The fish does not know that there is water
Todo pueblo que se niegue a si mismo esta en trance de suicidio. Dr. Fernando Ortiz
People who reject themselves are on the verge of suicide.
Dr. Fernando Ortiz
Si Malo es regalarse, peor es venderse, mucho menos prestarse, es mejor tenerse.
If giving yourself away is bad, selling is worse, and lending yourself is much worse. It is better to have yourself.
This place belongs to Humanity It’s creator is simply called Salvador
En la puerta de manto escribi tu nombre, tan lejano como la Historia lejana, tierra, piedra, fuego y agua. Aquí está la prenda, para que aprendas porque profano es quien oculta la verdadera palabra.
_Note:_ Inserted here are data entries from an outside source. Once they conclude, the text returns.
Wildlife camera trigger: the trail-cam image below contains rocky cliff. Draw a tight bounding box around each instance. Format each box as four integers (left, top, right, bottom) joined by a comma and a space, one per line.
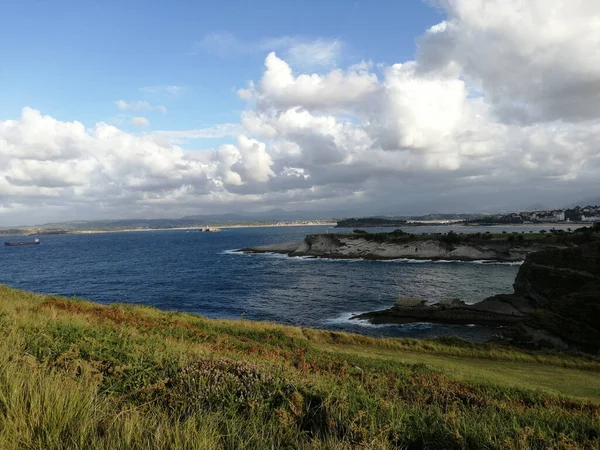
355, 241, 600, 353
243, 233, 548, 261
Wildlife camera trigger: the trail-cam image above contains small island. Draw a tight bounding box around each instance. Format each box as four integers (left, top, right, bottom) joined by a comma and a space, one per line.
241, 229, 591, 262
353, 224, 600, 353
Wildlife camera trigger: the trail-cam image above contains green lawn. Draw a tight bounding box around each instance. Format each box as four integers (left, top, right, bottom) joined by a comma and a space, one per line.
0, 286, 600, 450
330, 346, 600, 403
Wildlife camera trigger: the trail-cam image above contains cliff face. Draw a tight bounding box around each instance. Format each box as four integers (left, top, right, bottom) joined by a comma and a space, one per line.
508, 242, 600, 352
244, 234, 544, 261
355, 241, 600, 353
514, 242, 600, 307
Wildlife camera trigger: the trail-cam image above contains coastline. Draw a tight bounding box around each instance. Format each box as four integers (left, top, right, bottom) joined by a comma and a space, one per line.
67, 222, 335, 234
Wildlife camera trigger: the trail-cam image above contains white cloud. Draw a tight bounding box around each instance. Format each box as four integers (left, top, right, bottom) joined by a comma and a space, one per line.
115, 100, 167, 114
151, 123, 243, 144
239, 52, 377, 110
419, 0, 600, 122
0, 0, 600, 222
131, 117, 150, 127
195, 32, 344, 69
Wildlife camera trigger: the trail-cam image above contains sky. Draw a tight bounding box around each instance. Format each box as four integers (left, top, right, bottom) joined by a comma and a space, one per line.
0, 0, 600, 226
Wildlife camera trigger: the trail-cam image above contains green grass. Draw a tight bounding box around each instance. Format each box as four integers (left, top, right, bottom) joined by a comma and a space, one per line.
0, 286, 600, 449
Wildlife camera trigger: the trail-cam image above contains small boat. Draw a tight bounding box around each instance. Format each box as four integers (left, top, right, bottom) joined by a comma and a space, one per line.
4, 239, 40, 247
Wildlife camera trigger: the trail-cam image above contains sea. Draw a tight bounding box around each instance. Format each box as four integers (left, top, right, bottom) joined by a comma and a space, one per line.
0, 225, 580, 340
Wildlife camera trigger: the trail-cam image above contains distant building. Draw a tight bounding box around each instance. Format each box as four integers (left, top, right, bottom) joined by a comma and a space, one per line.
581, 216, 600, 222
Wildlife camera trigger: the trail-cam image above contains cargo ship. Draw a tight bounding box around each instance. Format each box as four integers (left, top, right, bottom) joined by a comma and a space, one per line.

On the mantle’s door I wrote your name, as far back as the distant History, earth, stone, fire and water. Here is the pledge, so you learn profane is he who hides the true word.
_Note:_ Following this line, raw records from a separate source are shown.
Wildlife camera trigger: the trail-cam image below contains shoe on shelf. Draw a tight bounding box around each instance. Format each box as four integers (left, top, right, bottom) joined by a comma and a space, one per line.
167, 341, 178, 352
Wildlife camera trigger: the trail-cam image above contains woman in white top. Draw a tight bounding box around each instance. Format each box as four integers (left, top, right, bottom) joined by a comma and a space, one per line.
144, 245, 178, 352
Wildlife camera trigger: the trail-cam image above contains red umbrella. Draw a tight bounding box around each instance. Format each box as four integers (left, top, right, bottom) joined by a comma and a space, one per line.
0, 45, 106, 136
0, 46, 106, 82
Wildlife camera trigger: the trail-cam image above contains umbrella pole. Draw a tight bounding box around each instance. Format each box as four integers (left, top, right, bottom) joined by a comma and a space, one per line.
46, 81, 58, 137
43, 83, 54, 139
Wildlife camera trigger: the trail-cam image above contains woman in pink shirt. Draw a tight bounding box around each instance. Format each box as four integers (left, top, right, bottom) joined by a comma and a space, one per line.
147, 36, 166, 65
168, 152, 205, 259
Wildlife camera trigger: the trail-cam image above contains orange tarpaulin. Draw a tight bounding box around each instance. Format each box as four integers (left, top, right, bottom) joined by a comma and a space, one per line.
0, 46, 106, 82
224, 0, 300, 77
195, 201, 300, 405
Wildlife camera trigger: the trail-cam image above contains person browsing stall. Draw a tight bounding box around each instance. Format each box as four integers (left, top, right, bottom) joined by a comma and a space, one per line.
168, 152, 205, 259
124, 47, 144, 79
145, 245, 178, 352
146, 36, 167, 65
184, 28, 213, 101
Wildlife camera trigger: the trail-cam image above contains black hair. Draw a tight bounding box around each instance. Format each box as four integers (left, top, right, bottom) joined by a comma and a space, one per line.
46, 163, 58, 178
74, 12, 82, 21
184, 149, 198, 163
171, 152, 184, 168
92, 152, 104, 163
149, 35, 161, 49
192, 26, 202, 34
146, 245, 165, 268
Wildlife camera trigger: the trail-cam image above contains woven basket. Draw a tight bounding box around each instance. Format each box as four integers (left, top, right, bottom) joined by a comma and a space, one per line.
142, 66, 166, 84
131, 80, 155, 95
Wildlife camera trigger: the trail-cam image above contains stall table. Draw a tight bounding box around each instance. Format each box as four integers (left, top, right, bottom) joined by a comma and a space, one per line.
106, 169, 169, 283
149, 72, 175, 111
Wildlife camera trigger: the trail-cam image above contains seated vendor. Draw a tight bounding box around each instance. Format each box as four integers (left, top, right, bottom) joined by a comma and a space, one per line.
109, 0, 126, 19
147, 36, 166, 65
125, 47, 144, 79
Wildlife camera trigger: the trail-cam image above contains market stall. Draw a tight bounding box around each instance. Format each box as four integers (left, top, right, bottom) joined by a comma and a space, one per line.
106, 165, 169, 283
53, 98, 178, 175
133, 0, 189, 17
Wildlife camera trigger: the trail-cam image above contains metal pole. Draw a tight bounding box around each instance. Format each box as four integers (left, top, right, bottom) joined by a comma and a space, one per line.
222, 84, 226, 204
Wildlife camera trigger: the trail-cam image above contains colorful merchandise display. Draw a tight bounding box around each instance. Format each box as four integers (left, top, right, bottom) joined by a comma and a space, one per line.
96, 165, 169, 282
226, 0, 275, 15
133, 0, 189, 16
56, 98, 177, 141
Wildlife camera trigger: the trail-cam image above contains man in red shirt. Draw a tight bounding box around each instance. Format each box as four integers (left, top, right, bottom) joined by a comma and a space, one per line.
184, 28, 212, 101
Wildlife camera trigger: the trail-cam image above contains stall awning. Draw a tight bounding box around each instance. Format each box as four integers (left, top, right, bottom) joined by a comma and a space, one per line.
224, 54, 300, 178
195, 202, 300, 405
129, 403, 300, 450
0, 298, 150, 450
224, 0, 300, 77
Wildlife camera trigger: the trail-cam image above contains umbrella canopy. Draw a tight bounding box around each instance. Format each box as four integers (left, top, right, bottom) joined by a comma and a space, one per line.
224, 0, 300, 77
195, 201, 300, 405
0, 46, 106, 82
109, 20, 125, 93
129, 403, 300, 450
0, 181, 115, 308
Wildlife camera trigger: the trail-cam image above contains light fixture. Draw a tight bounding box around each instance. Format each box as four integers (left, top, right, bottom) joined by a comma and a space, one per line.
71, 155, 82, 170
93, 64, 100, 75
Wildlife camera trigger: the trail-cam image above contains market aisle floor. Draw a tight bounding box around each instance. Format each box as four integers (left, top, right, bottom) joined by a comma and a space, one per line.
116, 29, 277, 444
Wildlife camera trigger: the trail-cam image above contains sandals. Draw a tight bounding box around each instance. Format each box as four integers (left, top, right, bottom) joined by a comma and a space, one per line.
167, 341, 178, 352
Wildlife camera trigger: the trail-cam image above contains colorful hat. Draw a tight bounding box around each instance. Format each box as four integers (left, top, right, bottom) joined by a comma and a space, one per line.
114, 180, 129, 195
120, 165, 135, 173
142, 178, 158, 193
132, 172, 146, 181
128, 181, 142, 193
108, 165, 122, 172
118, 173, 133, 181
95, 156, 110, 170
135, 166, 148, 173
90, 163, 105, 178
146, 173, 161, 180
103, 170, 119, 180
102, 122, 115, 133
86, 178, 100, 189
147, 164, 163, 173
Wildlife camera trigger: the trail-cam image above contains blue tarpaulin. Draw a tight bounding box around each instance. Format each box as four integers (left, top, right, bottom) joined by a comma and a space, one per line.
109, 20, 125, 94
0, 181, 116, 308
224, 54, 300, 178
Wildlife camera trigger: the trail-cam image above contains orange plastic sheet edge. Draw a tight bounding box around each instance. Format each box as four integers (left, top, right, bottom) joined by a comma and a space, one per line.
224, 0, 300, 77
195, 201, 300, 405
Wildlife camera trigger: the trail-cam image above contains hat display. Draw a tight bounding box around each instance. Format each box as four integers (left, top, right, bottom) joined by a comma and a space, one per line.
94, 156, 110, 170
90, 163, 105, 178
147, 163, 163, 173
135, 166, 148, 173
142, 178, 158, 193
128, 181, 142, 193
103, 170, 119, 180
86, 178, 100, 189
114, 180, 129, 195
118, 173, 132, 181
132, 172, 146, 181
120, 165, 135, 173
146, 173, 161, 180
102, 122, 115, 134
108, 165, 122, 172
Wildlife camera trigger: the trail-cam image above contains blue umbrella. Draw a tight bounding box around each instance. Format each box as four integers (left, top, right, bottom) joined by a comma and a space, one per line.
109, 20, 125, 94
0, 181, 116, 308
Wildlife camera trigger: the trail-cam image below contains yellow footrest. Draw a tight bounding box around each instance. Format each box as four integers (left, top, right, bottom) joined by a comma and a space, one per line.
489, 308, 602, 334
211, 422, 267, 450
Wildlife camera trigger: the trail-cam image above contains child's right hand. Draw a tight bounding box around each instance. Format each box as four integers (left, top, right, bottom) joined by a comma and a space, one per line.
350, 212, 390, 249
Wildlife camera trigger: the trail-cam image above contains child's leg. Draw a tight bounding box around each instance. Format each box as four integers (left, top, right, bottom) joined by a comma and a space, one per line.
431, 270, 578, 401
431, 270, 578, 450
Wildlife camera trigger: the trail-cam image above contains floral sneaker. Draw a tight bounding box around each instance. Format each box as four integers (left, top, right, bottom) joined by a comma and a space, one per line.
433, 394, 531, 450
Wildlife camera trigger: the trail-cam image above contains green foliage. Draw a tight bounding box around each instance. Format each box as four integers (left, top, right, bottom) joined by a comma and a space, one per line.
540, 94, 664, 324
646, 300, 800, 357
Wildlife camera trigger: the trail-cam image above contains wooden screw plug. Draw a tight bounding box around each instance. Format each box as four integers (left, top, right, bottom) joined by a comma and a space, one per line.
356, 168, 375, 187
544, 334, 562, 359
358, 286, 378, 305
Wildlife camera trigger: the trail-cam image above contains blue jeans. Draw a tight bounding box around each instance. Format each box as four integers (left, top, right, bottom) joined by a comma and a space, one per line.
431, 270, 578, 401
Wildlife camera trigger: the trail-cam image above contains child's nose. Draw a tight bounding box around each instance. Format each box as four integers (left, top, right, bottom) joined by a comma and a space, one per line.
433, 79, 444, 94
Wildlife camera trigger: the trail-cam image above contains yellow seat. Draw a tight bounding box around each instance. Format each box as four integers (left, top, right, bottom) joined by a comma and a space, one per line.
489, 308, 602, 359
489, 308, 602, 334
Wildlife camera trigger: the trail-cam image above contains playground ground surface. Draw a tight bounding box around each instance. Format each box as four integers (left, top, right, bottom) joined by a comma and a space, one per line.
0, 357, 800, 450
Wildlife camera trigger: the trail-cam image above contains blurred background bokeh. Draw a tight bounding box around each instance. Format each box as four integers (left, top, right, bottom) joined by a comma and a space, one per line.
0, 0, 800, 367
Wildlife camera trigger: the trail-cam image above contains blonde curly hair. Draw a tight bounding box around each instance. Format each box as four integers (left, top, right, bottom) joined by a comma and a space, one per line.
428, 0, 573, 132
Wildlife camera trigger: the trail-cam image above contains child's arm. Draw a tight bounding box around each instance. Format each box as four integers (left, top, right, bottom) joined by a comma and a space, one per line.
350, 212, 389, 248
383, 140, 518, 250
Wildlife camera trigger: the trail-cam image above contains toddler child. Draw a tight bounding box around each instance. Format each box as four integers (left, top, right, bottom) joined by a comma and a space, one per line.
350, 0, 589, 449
Despues de muerto no quiero ni disculpas ni regalos.
After death I do not want any apologies or gifts.
Vengo de una realidad oculta a una realidad abierta para que me conozcas.
I come from a hidden reality to an open reality so that you know me.
“The only mural I’ve painted and want to preserve is the one at Callejon de Hamel.”
This is the most interesting report to have come to me despite everyone I know going to and engaged s Cuba
I was there in early 90d not much changed I imagine except this wonderful art production
always new
Dear "Unknown:'" Thank you so much for your nice comment. I base all my posts on my photos, although the topics range from art/architecture/people/places/events. There will be a few more on Havana (which I visited for a week last December-January).
I love this vibrant site. And I also have a question. Were you ever able to ontin6 the artist’s nams for the New Orleans jazz mural at Amoeba Music in Los Angeles? If so, will you please share it? Thank you, Anna Marie Brooks
Dear Anna:
Thank you. I’m glad you enjoy my posts. By the way, more will soon come, now that we have had our elections. My political commentary on Facebook and Twitter consumed all my time on the computer for several months, but now I can think about working up more photographs for blog posts.
In regard to the Amoeba Music mural: NO, I still do not know the artist. However, the next time I visit my LA daughter, I’ll see if I can get more information–thanks for reminding me about this.
Tyko
OMG
I have these exact same pictures. I was able to tour this sight. As an African American, I was blown away to see the African Diaspora in Cuba and see its similarities and differences from US. This was an experience like no other.
Indeed, Trisha. The Callejon is a magical space.